Los pájaros no cantan porque tengan una respuesta. Cantan porque tienen una canción.

DIRECCIONES DEL VUELO

14 de noviembre de 2011

Era el momento de querer.

Era algo condenado al fracaso desde el momento de su fabricación. Tan duradero como una sonrisa entre dos pasajeros que probablemente no vuelvan a verse. Tan fugaz como el manto de estrellas sobre dos gatos que se aman. Dos cuerpos llenos de una vida muerta, dándose todo lo que conocían, todo lo que torpetemente amasaban en sus manos de manera artesanal, con la rabia de la juventud, de los párpados abiertos, del corazón palpitante y compartido, del pulmón izquierdo a punto de reventar. Era el tiempo de las caídas por ir siempre a la carrera, de dejarse las lágrimas en cualquier lugar y junto a cualquier forastero, aquel tiempo en que todo parece bueno. La edad de no tener miedo a nada, del todo por descubrir. De los silencios sinceros, de las risas insolentes. Aquellos años en los que toda la sabiduría del universo se escondía en una estación de trenes, sobre una toalla o en unos labios cualquiera. Era el momento de querer.
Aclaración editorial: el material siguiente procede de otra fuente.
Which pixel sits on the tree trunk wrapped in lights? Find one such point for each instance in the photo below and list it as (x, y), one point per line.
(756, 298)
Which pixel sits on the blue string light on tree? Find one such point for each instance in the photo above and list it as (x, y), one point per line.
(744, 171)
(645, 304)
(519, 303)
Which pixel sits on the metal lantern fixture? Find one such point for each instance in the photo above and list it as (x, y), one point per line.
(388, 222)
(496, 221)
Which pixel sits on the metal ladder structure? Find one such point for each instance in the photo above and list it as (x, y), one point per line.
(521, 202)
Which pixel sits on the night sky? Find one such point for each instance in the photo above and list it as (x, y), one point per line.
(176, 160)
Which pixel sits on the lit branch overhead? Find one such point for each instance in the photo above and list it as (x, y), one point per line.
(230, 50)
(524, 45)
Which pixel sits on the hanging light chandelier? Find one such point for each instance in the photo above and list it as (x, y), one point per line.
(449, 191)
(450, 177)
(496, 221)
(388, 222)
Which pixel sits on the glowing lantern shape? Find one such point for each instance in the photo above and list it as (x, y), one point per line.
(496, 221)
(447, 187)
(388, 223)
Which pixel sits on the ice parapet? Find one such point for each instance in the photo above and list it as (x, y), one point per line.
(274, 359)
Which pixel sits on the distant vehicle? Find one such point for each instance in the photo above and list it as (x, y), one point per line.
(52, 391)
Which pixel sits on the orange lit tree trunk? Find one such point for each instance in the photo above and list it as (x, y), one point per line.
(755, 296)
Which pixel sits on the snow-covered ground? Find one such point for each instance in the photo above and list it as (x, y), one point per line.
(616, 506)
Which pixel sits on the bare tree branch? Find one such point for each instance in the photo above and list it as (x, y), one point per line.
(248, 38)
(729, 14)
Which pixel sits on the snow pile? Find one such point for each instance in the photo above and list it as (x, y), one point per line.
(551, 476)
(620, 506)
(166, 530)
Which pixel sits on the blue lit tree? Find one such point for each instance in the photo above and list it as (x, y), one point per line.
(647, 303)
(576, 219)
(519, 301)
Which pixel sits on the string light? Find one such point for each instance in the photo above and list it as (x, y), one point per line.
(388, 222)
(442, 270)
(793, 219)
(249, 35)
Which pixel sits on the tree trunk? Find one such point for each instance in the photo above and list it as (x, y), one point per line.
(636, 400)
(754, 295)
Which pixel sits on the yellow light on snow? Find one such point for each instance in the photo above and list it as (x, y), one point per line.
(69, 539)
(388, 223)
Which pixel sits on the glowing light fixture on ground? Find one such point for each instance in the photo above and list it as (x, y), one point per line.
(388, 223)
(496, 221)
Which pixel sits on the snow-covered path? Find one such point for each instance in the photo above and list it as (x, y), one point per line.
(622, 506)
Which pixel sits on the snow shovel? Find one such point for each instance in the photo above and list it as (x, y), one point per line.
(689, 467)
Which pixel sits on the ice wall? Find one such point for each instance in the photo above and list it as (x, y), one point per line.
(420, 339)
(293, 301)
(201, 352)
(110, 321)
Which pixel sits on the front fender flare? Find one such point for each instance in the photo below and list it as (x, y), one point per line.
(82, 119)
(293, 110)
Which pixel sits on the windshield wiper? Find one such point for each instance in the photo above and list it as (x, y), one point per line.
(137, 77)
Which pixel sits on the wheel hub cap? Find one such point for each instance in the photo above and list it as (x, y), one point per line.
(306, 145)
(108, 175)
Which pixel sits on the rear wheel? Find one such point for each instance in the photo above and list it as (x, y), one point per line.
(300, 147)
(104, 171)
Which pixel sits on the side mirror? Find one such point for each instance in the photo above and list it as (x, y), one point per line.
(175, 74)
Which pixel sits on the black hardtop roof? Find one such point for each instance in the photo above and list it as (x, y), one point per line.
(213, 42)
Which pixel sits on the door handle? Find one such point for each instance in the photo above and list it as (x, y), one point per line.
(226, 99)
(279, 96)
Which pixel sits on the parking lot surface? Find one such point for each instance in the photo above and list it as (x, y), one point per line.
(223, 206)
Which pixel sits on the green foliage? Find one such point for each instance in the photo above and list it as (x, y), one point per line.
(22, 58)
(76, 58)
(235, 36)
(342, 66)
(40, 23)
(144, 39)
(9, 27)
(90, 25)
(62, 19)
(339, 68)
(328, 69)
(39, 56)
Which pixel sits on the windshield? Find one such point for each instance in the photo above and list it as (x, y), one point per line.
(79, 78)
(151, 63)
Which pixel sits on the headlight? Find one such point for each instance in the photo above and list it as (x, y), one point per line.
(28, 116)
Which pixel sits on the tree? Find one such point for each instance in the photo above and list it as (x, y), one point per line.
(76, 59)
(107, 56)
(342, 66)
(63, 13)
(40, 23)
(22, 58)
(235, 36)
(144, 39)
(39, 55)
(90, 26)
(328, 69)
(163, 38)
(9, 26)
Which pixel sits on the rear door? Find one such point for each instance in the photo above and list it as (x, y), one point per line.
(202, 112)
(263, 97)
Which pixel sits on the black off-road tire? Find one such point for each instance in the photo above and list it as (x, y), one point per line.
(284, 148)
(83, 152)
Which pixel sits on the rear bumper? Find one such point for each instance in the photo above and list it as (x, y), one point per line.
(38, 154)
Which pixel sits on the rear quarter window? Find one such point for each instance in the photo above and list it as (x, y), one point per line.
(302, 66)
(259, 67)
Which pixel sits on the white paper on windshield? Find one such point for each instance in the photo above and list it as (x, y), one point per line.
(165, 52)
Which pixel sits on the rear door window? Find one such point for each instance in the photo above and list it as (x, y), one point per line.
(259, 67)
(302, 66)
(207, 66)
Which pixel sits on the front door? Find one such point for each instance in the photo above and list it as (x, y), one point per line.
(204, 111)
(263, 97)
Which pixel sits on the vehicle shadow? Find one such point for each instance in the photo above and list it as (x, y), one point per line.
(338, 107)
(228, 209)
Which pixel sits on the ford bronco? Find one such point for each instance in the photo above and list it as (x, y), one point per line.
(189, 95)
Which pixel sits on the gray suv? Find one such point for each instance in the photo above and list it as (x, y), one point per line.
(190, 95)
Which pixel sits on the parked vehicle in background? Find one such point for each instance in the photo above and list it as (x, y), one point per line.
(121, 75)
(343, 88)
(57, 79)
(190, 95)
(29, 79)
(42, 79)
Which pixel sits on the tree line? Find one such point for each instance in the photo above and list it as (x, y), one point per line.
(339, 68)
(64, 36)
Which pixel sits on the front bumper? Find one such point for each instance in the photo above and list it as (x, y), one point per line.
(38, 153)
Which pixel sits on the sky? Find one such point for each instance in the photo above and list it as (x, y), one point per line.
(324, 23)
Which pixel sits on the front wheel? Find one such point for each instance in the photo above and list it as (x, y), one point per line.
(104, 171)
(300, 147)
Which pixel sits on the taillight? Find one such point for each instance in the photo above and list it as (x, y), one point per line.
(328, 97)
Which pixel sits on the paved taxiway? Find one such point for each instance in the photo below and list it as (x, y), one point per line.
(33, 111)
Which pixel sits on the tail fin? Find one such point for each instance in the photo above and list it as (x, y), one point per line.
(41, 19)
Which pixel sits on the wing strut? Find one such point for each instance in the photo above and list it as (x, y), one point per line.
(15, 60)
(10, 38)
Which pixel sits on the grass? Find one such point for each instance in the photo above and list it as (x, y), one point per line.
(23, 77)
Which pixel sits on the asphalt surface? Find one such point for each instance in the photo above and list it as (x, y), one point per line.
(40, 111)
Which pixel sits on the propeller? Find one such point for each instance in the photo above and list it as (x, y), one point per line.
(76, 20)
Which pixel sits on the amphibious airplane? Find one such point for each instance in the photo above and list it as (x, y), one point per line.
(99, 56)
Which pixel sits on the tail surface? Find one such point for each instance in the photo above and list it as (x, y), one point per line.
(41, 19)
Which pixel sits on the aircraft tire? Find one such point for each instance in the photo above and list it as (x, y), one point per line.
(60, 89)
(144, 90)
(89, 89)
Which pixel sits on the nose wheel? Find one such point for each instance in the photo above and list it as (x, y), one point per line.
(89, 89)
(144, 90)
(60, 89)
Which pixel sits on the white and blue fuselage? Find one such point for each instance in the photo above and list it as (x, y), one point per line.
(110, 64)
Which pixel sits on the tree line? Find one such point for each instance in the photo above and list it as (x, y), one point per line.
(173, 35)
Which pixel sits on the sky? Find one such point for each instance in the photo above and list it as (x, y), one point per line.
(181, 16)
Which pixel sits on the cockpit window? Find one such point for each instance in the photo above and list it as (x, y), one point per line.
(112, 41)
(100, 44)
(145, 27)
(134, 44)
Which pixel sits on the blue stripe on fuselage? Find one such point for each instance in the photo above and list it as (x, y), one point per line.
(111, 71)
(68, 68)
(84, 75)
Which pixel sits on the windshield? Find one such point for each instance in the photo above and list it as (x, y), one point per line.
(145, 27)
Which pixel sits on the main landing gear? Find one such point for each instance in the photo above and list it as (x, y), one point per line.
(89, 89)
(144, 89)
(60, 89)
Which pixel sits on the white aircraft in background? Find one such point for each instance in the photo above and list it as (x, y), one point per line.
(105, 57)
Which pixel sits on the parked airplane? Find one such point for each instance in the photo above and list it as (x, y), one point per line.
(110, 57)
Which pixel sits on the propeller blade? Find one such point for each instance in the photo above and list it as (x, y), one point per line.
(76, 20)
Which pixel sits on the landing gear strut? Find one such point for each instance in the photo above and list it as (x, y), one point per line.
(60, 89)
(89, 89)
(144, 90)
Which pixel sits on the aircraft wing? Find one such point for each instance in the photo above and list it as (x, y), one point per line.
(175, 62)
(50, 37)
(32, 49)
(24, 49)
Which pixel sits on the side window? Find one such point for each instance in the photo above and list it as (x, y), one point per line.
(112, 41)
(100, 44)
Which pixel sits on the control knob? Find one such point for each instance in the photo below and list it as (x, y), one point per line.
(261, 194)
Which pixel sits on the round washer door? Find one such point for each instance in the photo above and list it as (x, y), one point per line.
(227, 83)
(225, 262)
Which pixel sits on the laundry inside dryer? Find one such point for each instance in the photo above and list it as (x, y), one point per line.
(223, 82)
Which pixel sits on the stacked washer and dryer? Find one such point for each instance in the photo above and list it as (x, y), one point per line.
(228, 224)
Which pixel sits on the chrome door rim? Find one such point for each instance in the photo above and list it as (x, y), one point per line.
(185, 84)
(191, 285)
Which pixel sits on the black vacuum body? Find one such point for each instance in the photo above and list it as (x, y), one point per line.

Él le acariciaba la mejilla. Las lágrimas de ella no le tenían miedo a su mano, así que no dudaban en empapársela. Alrededor, sólo humo de locomotora. Una canción de Sarah Vaughan llegaba desde el transistor del vendedor de periódicos. La estación a rebosar de gente, pero la neblina no dejaba ver a más de diez centímetros de distancia. Justo la longitud que separaba sus cabezas.

- Vamos, no llores, Betsy. Salisbury no está tan lejos. Vendré a verte cada vez que reúna el dinero suficiente.

Pero Betsy sabía que Dermot no regresaría. Su alma era la de un lobo insaciable, y las almas no cambian sólo porque te mudes de Londres a Salisbury.